Get your wagon primed and ready for another internet gold rush. Google is introducing an email service that will surely have nerds scrambling to collect their nicknames in google-space.
Speaking of which, I’m willing to sell etrigan@yahoo.com to the highest bidder.
Givin’ props to Dante:
The Dante’s Inferno Test has sent you to Purgatory!

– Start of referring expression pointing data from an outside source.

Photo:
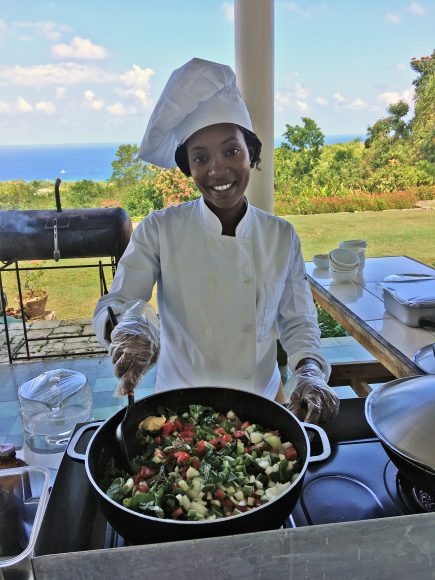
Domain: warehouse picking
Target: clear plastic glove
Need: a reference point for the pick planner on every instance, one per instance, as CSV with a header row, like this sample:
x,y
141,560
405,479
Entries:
x,y
135,346
311,399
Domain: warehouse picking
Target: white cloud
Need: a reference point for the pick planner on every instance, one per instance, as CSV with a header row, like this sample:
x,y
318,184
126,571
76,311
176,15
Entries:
x,y
357,105
90,102
46,107
66,73
23,106
282,101
416,8
81,48
393,18
137,77
119,110
27,30
391,97
228,10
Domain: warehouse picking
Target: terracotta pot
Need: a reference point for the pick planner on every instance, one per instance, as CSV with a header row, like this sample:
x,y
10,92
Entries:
x,y
35,307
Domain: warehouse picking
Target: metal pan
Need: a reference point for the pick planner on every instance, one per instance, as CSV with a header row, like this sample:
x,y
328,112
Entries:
x,y
402,415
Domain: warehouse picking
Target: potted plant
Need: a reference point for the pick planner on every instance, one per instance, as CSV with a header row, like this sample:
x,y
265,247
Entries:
x,y
35,296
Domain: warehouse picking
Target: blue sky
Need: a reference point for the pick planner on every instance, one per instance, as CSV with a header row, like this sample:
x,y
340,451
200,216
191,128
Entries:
x,y
90,71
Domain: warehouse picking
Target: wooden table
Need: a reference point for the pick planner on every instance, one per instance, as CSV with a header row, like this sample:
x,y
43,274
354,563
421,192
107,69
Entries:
x,y
359,307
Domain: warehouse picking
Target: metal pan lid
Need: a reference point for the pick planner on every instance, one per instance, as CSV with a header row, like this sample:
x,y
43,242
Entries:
x,y
425,358
402,414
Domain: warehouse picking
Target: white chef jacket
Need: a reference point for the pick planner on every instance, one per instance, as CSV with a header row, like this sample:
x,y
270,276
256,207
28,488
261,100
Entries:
x,y
221,299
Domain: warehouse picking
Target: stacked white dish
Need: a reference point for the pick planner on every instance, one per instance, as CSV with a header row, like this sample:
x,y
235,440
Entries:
x,y
343,264
357,246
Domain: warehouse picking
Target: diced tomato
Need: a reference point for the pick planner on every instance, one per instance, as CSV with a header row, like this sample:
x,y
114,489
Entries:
x,y
239,434
196,462
290,453
186,434
200,447
217,442
143,487
177,513
220,494
181,456
146,472
167,428
242,508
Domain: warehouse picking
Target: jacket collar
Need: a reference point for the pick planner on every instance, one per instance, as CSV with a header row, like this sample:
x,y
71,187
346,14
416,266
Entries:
x,y
212,221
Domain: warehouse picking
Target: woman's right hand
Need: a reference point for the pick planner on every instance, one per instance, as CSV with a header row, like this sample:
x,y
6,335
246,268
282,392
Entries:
x,y
135,346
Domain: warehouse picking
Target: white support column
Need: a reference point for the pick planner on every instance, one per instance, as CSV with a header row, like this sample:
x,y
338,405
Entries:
x,y
254,45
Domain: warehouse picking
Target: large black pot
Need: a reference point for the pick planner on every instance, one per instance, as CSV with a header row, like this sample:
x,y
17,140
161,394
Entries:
x,y
402,414
139,528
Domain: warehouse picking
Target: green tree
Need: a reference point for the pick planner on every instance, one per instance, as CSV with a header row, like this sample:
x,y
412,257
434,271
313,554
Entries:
x,y
306,141
423,123
128,168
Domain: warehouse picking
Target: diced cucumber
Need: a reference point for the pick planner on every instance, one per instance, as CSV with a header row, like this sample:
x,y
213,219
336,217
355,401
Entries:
x,y
274,441
256,437
191,473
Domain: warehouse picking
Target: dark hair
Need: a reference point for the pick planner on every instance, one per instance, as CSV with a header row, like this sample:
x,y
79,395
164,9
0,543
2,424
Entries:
x,y
253,144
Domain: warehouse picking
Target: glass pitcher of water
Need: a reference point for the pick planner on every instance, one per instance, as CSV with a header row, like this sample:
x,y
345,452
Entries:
x,y
51,405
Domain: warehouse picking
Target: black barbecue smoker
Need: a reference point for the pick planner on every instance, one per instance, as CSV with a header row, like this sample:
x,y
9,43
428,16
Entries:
x,y
101,233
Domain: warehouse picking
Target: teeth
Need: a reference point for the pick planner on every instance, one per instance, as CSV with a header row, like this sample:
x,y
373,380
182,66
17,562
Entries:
x,y
222,187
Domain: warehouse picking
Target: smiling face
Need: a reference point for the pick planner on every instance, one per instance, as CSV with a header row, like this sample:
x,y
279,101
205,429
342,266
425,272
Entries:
x,y
220,165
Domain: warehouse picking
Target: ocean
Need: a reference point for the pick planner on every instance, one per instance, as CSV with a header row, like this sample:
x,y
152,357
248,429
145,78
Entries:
x,y
76,162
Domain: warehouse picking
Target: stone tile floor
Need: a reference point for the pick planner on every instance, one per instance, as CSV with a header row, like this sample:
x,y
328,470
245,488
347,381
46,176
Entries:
x,y
98,369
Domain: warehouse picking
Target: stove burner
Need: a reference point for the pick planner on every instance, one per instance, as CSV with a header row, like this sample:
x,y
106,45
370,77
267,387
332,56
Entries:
x,y
424,499
414,499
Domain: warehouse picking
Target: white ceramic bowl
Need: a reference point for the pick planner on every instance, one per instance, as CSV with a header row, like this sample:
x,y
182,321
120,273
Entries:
x,y
343,276
321,261
343,259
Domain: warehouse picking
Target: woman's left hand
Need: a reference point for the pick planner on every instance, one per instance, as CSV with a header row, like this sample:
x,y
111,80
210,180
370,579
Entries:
x,y
312,400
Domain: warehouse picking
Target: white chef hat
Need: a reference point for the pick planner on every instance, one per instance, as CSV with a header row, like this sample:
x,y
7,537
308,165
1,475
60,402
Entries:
x,y
198,94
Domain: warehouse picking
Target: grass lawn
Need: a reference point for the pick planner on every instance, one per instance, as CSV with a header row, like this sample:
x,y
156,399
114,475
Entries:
x,y
73,293
388,233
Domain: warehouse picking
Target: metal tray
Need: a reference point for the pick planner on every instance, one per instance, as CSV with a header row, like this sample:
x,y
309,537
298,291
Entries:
x,y
23,498
415,315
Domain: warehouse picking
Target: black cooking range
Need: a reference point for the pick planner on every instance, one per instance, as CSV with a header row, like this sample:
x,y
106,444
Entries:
x,y
357,482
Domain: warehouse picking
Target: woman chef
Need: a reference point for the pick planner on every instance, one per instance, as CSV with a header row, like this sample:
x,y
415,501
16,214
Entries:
x,y
230,277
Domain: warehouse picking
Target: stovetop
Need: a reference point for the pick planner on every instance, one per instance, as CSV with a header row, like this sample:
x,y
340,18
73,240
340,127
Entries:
x,y
357,482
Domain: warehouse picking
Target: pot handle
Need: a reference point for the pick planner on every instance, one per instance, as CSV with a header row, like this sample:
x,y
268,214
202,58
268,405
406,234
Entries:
x,y
326,452
76,438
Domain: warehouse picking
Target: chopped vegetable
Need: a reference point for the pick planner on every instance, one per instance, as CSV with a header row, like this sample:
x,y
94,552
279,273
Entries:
x,y
202,464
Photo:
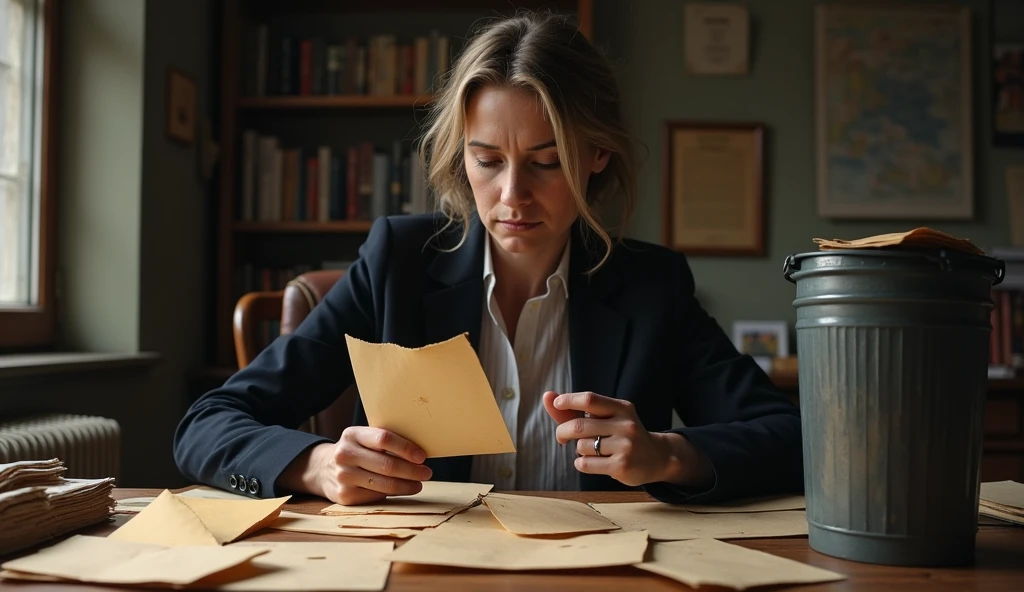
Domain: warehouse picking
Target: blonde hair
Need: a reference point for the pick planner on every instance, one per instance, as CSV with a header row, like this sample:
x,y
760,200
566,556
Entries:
x,y
547,55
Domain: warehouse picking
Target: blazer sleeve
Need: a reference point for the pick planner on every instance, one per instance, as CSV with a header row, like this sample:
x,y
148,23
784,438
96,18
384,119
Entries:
x,y
247,427
749,430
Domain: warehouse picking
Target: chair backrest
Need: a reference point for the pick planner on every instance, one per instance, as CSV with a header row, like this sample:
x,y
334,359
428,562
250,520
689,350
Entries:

Here is how you matched up against all the levels:
| Level | Score |
|---|---|
| Purgatory (Repenting Believers) | Very High |
| Level 1 – Limbo (Virtuous Non-Believers) | Very Low |
| Level 2 (Lustful) | Very High |
| Level 3 (Gluttonous) | Moderate |
| Level 4 (Prodigal and Avaricious) | Very Low |
| Level 5 (Wrathful and Gloomy) | Low |
| Level 6 – The City of Dis (Heretics) | Very Low |
| Level 7 (Violent) | Moderate |
| Level 8- the Malebolge (Fraudulent, Malicious, Panderers) | Moderate |
| Level 9 – Cocytus (Treacherous) | Low |
Take the Dante’s Inferno Test
I burned one of my iTunes caps (got to link to Pepsi for the coolest promotion ever) on Prince’s new joint, Musicology. Pure, straight up old school funk, with samples of good old ’80s Prince at the end.
I dropped my other caps on Clapton’s new album, “Me and Mr. Johnson”, a collection of Robert Johnson covers. For a white boy, Clapton is a blues god. Good NPR bit yesterday morning with Bob Edwards. Endearing BE to us all should be Bob’s exclamation “You are the Master! You retired the trophy!” after Clapton says he’s still trying to get it right (4:40 or so into the story). I dunno that I’d go that far, but if you’re looking to add some no-risk blues, Clapton is a good bet.